全然起きないし・・。おい、美月、国境だぞ・・。
国境の町「レインディア」に着いたぞ・・。
・・・そうだ!!
ここレインディアは、アイスクリームが美味いらしいぞ!?」


  
    ガバッ!!!


「・・ハッ。」

髪がメデューサのように、ボサボサになったまま飛び起きた私はすぐにアイスを探す。

「何処?・・・美味しいアイスは何処なのよ!?」

目の前には、いつもの呆れ顔のアルベルトが青い目を細めて私を見ていた。

「もう、アルベルディアの国境まで来ましたよ。
予定よりも半日も早く着けましたね・・・。
これも、刺客がしつこく、数多く、攻撃をしかけてくるので逃げている内に倍速で駆け抜けた
お陰ですね。
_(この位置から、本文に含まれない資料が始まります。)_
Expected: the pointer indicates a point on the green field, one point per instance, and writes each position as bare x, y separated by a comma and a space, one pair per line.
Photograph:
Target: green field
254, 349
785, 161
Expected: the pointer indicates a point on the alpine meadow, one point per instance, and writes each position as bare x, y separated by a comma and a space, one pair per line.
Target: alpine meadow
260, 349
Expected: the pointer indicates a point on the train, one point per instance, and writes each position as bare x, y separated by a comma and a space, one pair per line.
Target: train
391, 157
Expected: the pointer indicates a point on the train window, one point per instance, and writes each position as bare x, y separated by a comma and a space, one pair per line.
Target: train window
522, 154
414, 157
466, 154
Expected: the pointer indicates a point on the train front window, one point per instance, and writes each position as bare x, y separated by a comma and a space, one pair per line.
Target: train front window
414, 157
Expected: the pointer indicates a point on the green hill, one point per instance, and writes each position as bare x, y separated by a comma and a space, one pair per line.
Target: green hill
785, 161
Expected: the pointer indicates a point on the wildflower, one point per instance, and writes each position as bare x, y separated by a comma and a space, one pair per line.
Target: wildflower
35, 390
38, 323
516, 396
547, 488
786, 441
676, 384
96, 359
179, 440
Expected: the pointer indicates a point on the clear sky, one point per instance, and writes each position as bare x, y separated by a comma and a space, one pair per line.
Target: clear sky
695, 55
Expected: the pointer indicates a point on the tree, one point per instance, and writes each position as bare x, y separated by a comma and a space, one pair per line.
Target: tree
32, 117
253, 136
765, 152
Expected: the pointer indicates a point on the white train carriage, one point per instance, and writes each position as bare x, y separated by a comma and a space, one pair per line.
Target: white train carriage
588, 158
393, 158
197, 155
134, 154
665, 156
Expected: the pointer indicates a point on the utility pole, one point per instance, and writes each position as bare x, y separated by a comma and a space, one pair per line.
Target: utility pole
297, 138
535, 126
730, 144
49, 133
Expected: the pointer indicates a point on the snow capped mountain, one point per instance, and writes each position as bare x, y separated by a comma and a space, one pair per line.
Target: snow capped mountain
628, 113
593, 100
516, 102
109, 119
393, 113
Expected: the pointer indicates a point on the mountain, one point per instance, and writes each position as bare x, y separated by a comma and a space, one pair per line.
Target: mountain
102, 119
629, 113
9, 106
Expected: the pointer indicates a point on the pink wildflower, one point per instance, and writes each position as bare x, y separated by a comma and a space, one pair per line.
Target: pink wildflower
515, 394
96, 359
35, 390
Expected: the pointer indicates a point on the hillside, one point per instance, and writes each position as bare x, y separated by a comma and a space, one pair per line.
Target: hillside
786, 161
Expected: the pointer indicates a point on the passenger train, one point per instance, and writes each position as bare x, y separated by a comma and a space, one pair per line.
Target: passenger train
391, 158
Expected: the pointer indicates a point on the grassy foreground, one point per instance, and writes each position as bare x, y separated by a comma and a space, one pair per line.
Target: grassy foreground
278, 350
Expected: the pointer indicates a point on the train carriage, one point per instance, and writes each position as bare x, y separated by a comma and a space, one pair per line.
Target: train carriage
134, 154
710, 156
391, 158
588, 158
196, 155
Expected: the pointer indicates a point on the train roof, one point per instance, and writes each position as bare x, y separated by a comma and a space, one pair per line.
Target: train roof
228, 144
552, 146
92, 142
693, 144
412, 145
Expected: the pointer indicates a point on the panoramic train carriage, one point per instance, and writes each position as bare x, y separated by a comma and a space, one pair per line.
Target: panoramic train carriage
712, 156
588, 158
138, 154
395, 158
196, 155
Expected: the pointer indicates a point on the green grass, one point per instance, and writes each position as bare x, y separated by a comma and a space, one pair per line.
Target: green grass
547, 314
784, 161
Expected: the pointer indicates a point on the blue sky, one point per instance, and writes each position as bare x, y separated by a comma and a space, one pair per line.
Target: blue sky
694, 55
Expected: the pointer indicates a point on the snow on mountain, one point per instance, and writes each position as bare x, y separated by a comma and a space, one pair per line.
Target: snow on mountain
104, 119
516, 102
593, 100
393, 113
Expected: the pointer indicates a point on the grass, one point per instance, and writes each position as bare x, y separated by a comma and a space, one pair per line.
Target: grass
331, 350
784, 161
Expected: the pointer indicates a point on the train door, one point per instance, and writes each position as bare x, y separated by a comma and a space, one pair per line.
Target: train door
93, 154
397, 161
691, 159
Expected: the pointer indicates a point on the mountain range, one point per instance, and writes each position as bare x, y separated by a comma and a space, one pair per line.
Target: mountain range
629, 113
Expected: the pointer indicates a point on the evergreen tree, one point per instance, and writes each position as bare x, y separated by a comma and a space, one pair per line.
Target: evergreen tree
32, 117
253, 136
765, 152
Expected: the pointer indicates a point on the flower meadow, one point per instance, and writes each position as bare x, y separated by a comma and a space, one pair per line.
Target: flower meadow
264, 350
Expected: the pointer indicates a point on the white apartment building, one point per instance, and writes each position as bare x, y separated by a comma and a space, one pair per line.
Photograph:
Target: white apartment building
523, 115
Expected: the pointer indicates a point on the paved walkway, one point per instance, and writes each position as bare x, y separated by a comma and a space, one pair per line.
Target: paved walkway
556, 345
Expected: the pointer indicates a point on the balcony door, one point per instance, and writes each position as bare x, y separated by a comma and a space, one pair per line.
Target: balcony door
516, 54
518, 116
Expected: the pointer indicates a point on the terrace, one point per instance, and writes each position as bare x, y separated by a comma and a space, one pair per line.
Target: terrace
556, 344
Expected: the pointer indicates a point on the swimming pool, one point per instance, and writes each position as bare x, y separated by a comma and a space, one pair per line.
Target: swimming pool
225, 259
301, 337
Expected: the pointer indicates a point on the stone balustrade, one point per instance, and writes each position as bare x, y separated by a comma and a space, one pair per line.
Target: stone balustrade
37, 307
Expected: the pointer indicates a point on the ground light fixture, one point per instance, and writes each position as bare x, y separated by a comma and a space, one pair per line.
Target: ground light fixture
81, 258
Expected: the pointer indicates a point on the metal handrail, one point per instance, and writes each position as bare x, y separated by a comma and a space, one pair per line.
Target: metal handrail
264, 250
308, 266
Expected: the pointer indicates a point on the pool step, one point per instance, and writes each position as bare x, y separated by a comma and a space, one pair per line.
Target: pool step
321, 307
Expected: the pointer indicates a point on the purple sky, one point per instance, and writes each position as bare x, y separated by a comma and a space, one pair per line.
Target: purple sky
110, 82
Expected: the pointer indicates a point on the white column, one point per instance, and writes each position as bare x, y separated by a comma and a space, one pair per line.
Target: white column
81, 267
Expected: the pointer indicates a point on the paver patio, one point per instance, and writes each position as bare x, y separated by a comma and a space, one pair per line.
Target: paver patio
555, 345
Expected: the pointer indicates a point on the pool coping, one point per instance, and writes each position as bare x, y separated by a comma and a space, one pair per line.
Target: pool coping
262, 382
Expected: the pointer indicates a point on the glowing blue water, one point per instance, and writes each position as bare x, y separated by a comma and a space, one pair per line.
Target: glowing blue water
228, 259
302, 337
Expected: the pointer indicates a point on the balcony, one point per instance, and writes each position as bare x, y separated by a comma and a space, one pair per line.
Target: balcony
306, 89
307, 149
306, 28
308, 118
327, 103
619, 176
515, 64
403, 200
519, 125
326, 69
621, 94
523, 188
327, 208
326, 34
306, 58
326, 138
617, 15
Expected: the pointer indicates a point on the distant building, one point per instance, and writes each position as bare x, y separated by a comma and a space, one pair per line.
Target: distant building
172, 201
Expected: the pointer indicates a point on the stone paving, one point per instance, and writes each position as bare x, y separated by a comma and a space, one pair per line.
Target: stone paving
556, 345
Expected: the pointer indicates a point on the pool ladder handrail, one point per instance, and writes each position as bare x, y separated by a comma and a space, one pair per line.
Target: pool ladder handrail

迷惑でしたが、多少の役には立ちましたね・・・。」

「誰かさんは氷のままだし、もう1人は戦力になると分かった途端昼寝・・。
お陰でこっちは昼寝の一つも出来なかったな。」

クレイドルの微笑みとアルベルトの言葉は、ただの愚痴と嫌味にしか聞こえなーい。

私、あの状況の中で爆睡しちゃったんだ・・。

そりゃあ、申し訳ないな・・!!!

瞬間冷凍から目覚めたばかりのフレッシュなアレクシスも笑顔で、ノアやルードリフと談笑していた。